In our previous studies, it is known that in RIE etching, oxygen can increase the etching rate and surface roughness, while fluorine gas can slow down the etching rate and improve the surface quality. Typically, higher gas pressures increase the etch rate, but may also result in increased surface roughness. RF power and frequency have an effect on the plasma density and energy, which affects the etch rate and results. Typically, higher RF power and frequency can increase the etch rate, but may also result in a decrease in surface quality. Combined with the above characterization tests, we found that sample A has medium roughness, low C content, and a high etching rate. Sample B has low roughness, medium C content, and a low etching rate. Sample C has medium roughness and high C content. Sample D has low roughness, low C content, but a low etching rate. Sample E has low roughness but high C content. Sample F has the least amount of roughness but high C content. Sample G has more roughness. In samples A–C, the higher the etching power, the higher the etching rate. However, in the samples with etching power of 250 and 300 W, the increase in the etching rate decelerates significantly with the increase in etching power. Moreover, the carbon content of sample C is significantly higher than that of samples A and B in the XPS test. Therefore, considering the rate and carbon content, we selected an etching power of 200 W. When the etching pressure was changed to 20 mtorr, the etching rate reached the maximum value. In the weak absorption test, the weak absorption value of the sample processed at 20 mtorr was smaller than that of samples processed at 10 mtorr and 30 mtorr. When the total amount of gas was kept constant and the etching gas ratio was changed, the carbon content in the XPS test of the samples processed by etching when the ratio of the etching gas argon to trifluoromethane was 5:72 was lower than that of the samples processed with the other two gas ratios. Therefore, we selected an etching process with an etching power of 200 W, an etching pressure of 20 mtorr, and an etching gas ratio of 5:72 between argon and trifluoromethane.
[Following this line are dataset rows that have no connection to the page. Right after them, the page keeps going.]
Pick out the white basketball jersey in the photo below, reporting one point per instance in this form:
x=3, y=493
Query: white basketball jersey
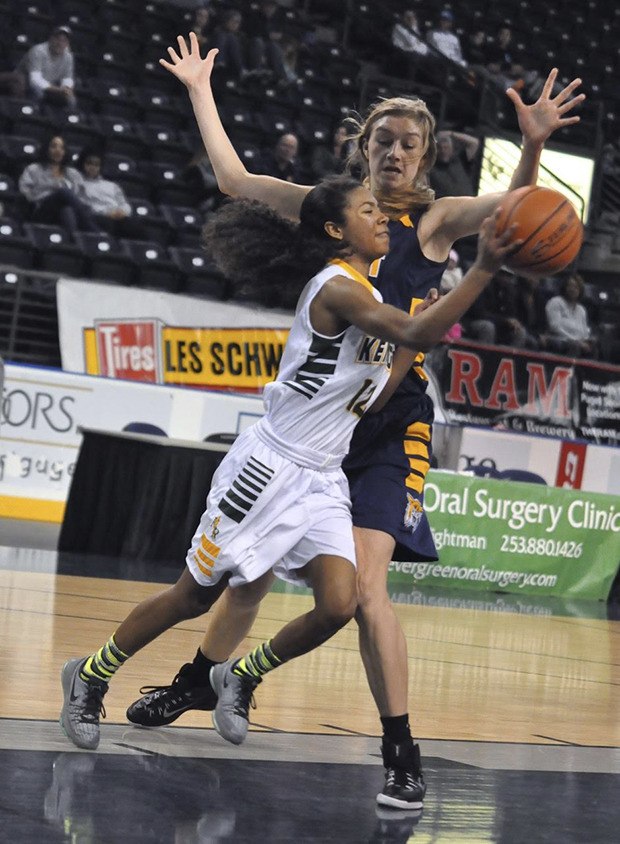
x=325, y=384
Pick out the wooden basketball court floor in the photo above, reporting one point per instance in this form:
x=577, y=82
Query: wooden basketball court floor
x=515, y=703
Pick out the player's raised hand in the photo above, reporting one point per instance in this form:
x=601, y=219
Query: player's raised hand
x=431, y=297
x=540, y=119
x=187, y=64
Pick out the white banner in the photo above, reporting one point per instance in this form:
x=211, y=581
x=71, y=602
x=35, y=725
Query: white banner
x=42, y=410
x=570, y=464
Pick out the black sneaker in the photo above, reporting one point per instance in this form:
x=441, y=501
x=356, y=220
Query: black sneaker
x=404, y=784
x=162, y=705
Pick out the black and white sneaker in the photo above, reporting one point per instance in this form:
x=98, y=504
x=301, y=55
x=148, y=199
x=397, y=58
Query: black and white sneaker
x=161, y=705
x=404, y=784
x=82, y=705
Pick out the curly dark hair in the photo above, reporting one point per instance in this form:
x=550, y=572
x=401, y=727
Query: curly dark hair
x=270, y=258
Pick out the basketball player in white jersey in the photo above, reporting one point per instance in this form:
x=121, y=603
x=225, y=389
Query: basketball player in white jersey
x=279, y=499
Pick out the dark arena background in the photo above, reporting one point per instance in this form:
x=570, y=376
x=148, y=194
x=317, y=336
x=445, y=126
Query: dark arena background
x=129, y=364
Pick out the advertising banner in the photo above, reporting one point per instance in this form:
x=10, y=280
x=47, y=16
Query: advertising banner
x=505, y=455
x=521, y=538
x=166, y=339
x=42, y=411
x=527, y=392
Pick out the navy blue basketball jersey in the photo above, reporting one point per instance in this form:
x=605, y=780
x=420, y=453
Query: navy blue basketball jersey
x=390, y=452
x=403, y=278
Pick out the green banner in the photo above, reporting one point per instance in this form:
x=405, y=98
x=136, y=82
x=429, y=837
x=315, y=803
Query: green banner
x=503, y=536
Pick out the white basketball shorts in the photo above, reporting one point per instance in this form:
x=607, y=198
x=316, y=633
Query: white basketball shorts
x=264, y=511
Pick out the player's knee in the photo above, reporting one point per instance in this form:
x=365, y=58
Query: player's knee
x=338, y=611
x=371, y=589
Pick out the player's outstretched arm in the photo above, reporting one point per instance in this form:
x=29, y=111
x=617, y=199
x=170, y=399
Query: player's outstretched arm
x=233, y=178
x=539, y=121
x=349, y=302
x=456, y=217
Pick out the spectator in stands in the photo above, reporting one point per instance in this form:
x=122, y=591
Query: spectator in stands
x=11, y=82
x=492, y=319
x=332, y=159
x=452, y=172
x=229, y=41
x=445, y=41
x=501, y=56
x=282, y=161
x=56, y=191
x=267, y=43
x=48, y=69
x=530, y=311
x=408, y=41
x=568, y=327
x=106, y=199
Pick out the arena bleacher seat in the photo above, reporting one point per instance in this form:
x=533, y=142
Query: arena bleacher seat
x=53, y=249
x=103, y=258
x=201, y=277
x=152, y=265
x=15, y=248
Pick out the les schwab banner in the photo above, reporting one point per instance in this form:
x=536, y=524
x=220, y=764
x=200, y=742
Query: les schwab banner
x=166, y=339
x=147, y=350
x=500, y=536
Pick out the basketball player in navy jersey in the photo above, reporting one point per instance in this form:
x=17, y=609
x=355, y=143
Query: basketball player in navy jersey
x=390, y=456
x=279, y=500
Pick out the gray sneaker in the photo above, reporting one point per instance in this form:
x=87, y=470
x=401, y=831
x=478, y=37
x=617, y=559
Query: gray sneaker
x=82, y=706
x=234, y=698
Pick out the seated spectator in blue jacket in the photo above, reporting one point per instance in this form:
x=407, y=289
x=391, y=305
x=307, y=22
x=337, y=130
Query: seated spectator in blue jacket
x=107, y=200
x=568, y=327
x=55, y=190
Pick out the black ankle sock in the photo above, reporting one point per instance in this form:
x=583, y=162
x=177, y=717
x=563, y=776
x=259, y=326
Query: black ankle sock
x=396, y=729
x=201, y=666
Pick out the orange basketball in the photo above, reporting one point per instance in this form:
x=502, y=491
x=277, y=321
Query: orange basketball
x=549, y=226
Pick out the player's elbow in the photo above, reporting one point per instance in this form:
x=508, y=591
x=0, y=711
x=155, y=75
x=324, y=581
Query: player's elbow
x=234, y=183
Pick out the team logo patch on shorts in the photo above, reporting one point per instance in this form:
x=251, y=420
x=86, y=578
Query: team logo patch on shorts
x=413, y=513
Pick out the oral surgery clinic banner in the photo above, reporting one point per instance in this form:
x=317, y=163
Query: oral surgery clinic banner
x=498, y=536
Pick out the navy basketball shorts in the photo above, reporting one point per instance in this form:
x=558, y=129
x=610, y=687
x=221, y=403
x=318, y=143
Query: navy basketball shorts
x=386, y=481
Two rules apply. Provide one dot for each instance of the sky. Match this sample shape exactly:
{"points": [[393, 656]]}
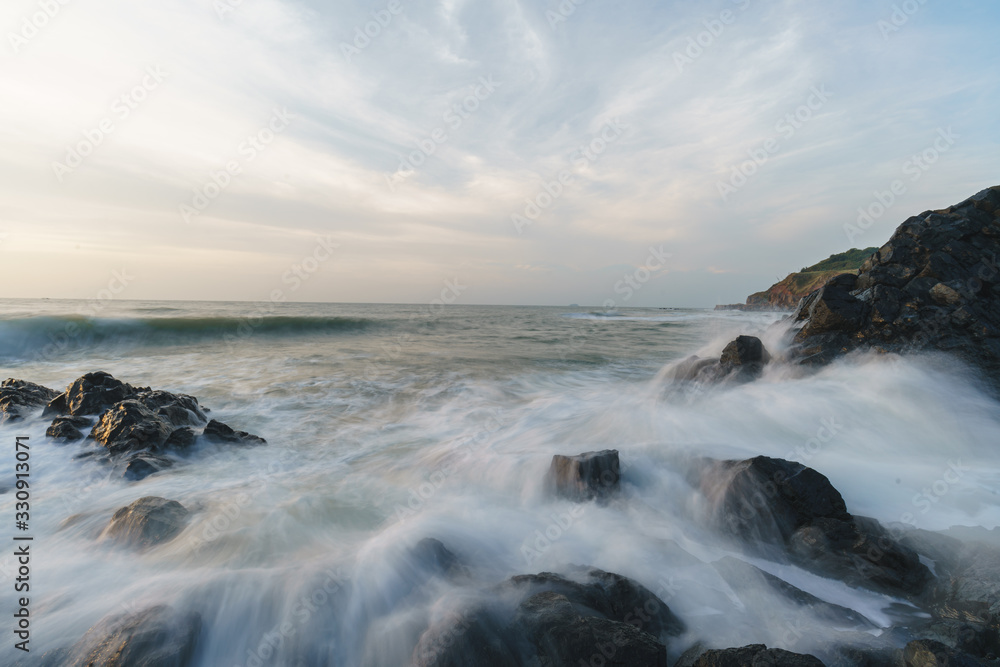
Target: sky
{"points": [[649, 153]]}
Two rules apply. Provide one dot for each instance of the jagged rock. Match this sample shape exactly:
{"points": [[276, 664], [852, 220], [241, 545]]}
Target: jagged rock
{"points": [[585, 476], [934, 286], [219, 432], [91, 394], [743, 351], [131, 426], [155, 637], [929, 653], [67, 428], [555, 621], [744, 578], [769, 503], [18, 397], [742, 360], [147, 522], [431, 553], [565, 636], [755, 655]]}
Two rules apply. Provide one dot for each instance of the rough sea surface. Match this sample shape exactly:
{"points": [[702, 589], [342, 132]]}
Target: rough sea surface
{"points": [[389, 424]]}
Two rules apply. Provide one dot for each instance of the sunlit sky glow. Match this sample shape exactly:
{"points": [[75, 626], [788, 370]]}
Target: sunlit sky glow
{"points": [[201, 77]]}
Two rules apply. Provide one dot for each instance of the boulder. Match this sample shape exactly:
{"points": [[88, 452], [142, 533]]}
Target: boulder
{"points": [[755, 655], [585, 476], [155, 637], [785, 509], [746, 580], [90, 395], [130, 426], [554, 620], [67, 428], [216, 431], [147, 522], [935, 285], [19, 397], [929, 653], [742, 360], [565, 635]]}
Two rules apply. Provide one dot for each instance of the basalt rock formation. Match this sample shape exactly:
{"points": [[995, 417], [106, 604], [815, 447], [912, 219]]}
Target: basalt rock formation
{"points": [[934, 286]]}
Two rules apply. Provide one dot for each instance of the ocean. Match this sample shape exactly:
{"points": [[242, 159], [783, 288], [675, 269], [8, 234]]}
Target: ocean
{"points": [[388, 424]]}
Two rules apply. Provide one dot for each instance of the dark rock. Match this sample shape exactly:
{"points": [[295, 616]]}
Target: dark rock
{"points": [[130, 426], [219, 432], [92, 394], [929, 653], [768, 503], [555, 621], [138, 469], [933, 286], [180, 439], [585, 476], [744, 358], [565, 636], [744, 578], [148, 521], [755, 655], [155, 637], [67, 428], [18, 397], [178, 409], [861, 553], [745, 350], [766, 500], [431, 553]]}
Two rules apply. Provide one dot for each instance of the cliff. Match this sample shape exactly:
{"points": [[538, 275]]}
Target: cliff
{"points": [[786, 294]]}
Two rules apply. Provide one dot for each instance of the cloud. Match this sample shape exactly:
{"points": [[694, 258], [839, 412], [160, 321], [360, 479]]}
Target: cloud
{"points": [[362, 118]]}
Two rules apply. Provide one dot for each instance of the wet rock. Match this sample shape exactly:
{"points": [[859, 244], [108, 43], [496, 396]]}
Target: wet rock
{"points": [[180, 439], [745, 579], [565, 636], [140, 467], [432, 554], [744, 358], [19, 397], [585, 476], [554, 620], [929, 653], [934, 286], [67, 428], [785, 509], [130, 426], [91, 394], [155, 637], [755, 655], [216, 431], [147, 522]]}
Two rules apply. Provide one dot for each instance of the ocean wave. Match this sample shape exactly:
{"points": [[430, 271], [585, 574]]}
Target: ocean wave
{"points": [[31, 336]]}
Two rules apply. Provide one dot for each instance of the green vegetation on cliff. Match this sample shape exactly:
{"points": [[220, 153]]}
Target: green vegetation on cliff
{"points": [[785, 294]]}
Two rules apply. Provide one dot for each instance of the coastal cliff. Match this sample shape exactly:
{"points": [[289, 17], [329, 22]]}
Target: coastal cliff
{"points": [[786, 294]]}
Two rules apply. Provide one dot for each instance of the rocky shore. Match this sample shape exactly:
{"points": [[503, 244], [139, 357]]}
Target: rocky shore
{"points": [[934, 286]]}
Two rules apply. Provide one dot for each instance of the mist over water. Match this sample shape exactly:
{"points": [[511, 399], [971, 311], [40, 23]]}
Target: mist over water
{"points": [[390, 424]]}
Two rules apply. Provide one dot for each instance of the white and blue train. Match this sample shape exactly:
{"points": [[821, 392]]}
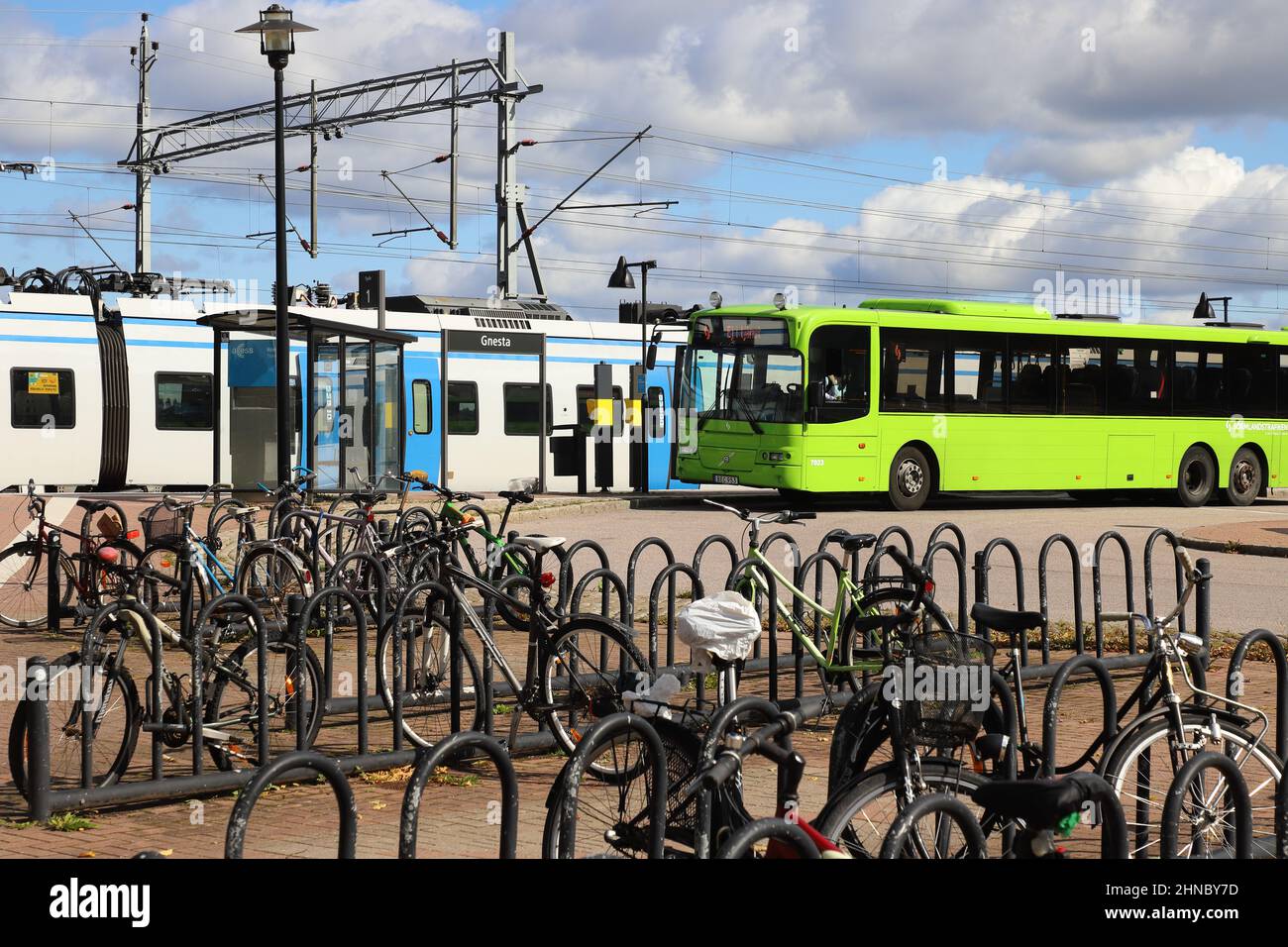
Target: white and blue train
{"points": [[130, 394]]}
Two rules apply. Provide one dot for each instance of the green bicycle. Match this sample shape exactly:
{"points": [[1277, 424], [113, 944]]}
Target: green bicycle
{"points": [[846, 641]]}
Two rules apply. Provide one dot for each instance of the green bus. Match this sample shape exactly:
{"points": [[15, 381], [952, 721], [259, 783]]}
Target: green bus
{"points": [[909, 397]]}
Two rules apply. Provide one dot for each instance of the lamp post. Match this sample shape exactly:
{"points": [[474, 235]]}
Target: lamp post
{"points": [[622, 279], [277, 30]]}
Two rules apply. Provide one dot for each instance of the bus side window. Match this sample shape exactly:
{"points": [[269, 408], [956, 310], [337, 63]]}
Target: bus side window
{"points": [[1082, 377], [1031, 375]]}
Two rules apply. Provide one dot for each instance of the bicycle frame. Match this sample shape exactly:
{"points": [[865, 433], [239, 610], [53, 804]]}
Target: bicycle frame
{"points": [[846, 592]]}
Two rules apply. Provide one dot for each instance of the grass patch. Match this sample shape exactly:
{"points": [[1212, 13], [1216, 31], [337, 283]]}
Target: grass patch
{"points": [[68, 822]]}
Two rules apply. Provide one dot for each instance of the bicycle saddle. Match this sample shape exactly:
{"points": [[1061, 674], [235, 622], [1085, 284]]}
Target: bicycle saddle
{"points": [[1039, 802], [855, 541], [540, 543], [1004, 618]]}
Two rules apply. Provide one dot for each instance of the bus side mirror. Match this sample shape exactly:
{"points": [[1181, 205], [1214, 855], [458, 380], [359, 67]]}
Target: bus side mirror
{"points": [[816, 394]]}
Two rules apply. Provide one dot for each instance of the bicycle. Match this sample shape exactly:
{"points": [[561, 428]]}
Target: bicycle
{"points": [[266, 571], [98, 570], [845, 654], [230, 712], [579, 665]]}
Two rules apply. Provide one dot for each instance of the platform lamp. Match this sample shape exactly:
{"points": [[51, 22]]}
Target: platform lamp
{"points": [[277, 29], [622, 279]]}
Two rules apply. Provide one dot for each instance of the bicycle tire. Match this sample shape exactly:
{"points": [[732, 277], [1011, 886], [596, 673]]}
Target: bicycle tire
{"points": [[425, 729], [64, 766], [604, 694], [1124, 762], [246, 750], [38, 591], [877, 795]]}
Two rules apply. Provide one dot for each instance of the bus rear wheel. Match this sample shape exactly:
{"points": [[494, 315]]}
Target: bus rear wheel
{"points": [[1196, 479], [1245, 478], [911, 479]]}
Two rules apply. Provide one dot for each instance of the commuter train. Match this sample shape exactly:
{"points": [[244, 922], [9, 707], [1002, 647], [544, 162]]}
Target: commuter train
{"points": [[129, 394]]}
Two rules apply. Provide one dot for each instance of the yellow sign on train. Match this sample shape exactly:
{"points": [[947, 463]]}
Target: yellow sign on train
{"points": [[42, 382]]}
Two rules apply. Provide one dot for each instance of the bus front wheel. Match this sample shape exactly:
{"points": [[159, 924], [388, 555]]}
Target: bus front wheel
{"points": [[911, 479], [1196, 478], [1245, 478]]}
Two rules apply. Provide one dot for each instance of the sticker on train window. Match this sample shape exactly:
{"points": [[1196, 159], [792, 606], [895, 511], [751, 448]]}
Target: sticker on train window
{"points": [[42, 382]]}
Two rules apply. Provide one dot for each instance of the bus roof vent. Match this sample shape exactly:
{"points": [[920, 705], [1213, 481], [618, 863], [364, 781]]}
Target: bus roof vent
{"points": [[956, 307]]}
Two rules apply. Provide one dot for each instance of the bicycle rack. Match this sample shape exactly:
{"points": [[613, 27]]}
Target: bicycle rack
{"points": [[603, 732], [449, 749], [235, 838], [927, 562], [939, 804], [668, 575], [566, 569], [632, 565], [301, 624], [1233, 677], [610, 581], [871, 573], [774, 828], [715, 735], [1043, 600], [982, 569], [1117, 538], [1051, 709], [437, 592], [1236, 791], [768, 598]]}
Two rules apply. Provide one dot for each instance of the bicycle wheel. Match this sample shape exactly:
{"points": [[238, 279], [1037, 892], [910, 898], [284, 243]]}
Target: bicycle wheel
{"points": [[116, 720], [1146, 759], [859, 815], [158, 587], [232, 707], [584, 672], [612, 818], [25, 585], [267, 577], [426, 684], [883, 602]]}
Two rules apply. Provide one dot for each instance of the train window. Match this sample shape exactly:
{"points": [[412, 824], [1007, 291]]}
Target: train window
{"points": [[523, 410], [43, 398], [656, 414], [421, 407], [463, 407], [587, 418], [183, 401]]}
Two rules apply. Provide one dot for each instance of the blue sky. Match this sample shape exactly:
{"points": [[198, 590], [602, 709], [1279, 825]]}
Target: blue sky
{"points": [[844, 150]]}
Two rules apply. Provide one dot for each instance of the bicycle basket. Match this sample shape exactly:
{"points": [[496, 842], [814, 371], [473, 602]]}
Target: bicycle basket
{"points": [[944, 684], [161, 525]]}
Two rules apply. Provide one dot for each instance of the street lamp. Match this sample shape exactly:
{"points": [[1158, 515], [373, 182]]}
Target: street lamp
{"points": [[622, 279], [277, 29]]}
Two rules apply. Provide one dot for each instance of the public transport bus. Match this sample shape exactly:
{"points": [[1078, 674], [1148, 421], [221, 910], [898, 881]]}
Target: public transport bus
{"points": [[914, 395]]}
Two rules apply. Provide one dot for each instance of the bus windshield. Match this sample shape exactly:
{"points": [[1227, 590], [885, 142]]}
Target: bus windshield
{"points": [[741, 369]]}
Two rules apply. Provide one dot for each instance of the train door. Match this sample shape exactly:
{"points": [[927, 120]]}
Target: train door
{"points": [[497, 407]]}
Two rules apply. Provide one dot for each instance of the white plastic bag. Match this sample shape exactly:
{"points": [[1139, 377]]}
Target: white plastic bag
{"points": [[724, 624]]}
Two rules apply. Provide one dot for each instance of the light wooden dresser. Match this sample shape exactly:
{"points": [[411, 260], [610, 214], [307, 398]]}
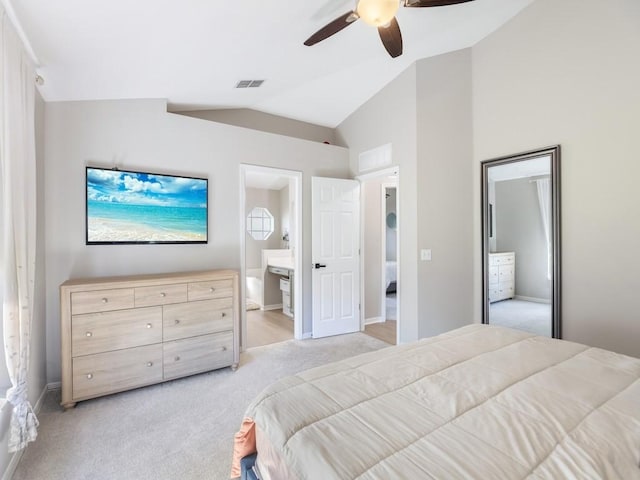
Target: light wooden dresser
{"points": [[119, 333], [502, 269]]}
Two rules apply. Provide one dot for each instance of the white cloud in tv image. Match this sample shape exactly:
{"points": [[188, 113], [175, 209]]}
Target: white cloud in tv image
{"points": [[138, 207]]}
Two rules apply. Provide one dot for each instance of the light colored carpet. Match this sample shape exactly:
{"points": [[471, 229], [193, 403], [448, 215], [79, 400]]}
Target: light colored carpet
{"points": [[179, 430], [531, 317]]}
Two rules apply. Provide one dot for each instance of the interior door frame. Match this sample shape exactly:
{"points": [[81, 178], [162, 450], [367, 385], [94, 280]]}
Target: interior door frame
{"points": [[376, 174], [296, 246]]}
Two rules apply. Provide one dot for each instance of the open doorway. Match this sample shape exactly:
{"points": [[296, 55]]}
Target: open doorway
{"points": [[270, 255], [379, 254]]}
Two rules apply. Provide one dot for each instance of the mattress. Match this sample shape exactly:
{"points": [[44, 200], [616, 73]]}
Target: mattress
{"points": [[477, 402]]}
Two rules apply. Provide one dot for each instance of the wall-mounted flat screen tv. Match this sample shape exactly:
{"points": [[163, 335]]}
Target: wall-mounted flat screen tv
{"points": [[128, 207]]}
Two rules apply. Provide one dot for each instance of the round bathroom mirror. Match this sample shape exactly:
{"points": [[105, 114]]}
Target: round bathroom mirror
{"points": [[260, 223]]}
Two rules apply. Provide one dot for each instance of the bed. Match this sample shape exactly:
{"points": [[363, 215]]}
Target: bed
{"points": [[479, 402]]}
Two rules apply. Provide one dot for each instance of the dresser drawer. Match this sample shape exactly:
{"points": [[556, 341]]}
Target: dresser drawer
{"points": [[197, 318], [198, 354], [505, 272], [160, 295], [493, 275], [102, 332], [502, 258], [101, 300], [112, 372], [211, 289]]}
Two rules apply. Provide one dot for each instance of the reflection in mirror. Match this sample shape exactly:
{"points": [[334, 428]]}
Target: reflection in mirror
{"points": [[521, 231]]}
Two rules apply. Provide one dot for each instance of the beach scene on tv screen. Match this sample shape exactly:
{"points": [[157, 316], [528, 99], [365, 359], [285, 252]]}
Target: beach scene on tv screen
{"points": [[131, 207]]}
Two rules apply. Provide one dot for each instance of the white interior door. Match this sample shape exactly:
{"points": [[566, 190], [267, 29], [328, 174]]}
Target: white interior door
{"points": [[335, 255]]}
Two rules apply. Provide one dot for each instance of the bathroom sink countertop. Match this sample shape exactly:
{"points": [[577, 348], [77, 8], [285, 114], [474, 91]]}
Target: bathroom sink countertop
{"points": [[282, 262]]}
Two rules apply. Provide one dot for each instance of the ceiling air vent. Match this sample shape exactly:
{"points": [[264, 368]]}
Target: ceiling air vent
{"points": [[249, 83]]}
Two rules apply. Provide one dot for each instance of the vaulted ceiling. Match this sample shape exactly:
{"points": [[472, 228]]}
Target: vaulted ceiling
{"points": [[194, 52]]}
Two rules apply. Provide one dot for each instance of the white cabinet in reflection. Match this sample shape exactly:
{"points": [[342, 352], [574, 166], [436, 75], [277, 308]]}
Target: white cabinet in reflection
{"points": [[502, 269]]}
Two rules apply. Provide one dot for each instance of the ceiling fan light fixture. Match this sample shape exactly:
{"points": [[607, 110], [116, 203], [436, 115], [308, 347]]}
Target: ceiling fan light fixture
{"points": [[377, 13]]}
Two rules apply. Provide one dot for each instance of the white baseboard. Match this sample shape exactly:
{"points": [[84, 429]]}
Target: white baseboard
{"points": [[13, 464], [369, 321], [272, 307], [532, 299]]}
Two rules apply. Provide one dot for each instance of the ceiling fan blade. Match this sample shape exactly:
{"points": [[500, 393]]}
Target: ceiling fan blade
{"points": [[433, 3], [391, 38], [331, 28]]}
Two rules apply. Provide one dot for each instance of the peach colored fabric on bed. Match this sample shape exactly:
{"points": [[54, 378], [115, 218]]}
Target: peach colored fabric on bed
{"points": [[478, 402]]}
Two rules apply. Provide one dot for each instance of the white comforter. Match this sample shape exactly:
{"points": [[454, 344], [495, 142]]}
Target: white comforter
{"points": [[480, 402]]}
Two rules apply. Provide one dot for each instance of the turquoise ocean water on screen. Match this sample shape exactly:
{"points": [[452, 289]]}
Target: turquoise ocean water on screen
{"points": [[182, 219]]}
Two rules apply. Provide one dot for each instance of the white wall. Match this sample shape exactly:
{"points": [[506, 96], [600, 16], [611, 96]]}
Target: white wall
{"points": [[567, 72], [444, 199], [390, 117], [425, 114], [140, 134]]}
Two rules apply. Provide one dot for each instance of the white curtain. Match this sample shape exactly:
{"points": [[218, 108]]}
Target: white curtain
{"points": [[17, 158], [544, 202]]}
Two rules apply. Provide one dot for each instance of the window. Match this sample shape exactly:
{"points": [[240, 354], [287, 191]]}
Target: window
{"points": [[260, 223]]}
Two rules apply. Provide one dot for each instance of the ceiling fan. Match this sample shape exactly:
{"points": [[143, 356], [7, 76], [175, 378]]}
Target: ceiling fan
{"points": [[380, 14]]}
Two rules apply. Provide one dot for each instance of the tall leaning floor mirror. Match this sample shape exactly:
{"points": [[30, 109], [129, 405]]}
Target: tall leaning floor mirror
{"points": [[521, 241]]}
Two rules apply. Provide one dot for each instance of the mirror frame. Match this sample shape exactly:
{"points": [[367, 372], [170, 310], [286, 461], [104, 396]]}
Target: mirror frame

The sample processed by this etching process has a larger etching rate, smaller C content, and smaller weak absorption value.

3.7. Laser Damage Threshold of the Sample

The laser-induced damage threshold (LIDT) of the samples was evaluated using small-beam 1-on-1 testing in a laser damage test facility with a triple-frequency Nd-YAG laser. The wavelength, pulse width, and laser repetition rate were 355 nm, 9.3 ns (FWHM), and 1 Hz, respectively. During the test, we randomly selected ten points on the surface of the samples, and each point was exposed to the same energy of the laser beam. We then calculated the damage probability density with the zero-probability damage threshold. The statistics for the zero-probability damage threshold are shown in Figure 7. The results indicate that different etching processes enhance the laser damage resistance performance differently. The zero-probability damage thresholds of samples A and G are significantly higher than those of the other samples, which is consistent with our characterization of the surface and sub-surface defects of the samples. It has been shown that RIE etching can effectively remove surface/subsurface defects from quartz crystal elements. When a reasonable etching process is used, the introduction of impurities can be effectively avoided without causing secondary defects and contamination to the sample. In addition, it is shown that there is a positive correlation between the damage precursor detection and characterisation results and the damage threshold, and the damage precursor detection technique based on quartz crystals can well evaluate and predict the damage performance of the samples, and it can be analogous to the process of the damage performance study of fused silica, which can provide mutual corroboration of the damage precursor detection of fused silica.

4. Conclusions

Reactive ion etching (RIE) is an effective method for removing and preventing two key types of precursors: impurity element contamination in the redeposited layer, and subsurface damage (SSD) in the polished layer, which are associated with destructive absorption of sub-bandgap light and subsequent damage induced by UV irradiation. As shown by the XPS results above, the optimized RIE process produces a pristine sample surface with a relatively stable stoichiometry and a low concentration of carbon atoms. The damage test results demonstrate that the etched quartz crystal samples are significantly more resistant to damage. Since quartz crystals and fused silica belong to the same silica system, and quartz crystals have more means of characterization than fused silica, we can extrapolate the results of the present study to fused silica to provide guidance for the removal of damage precursors and the improvement of damage threshold in fused silica.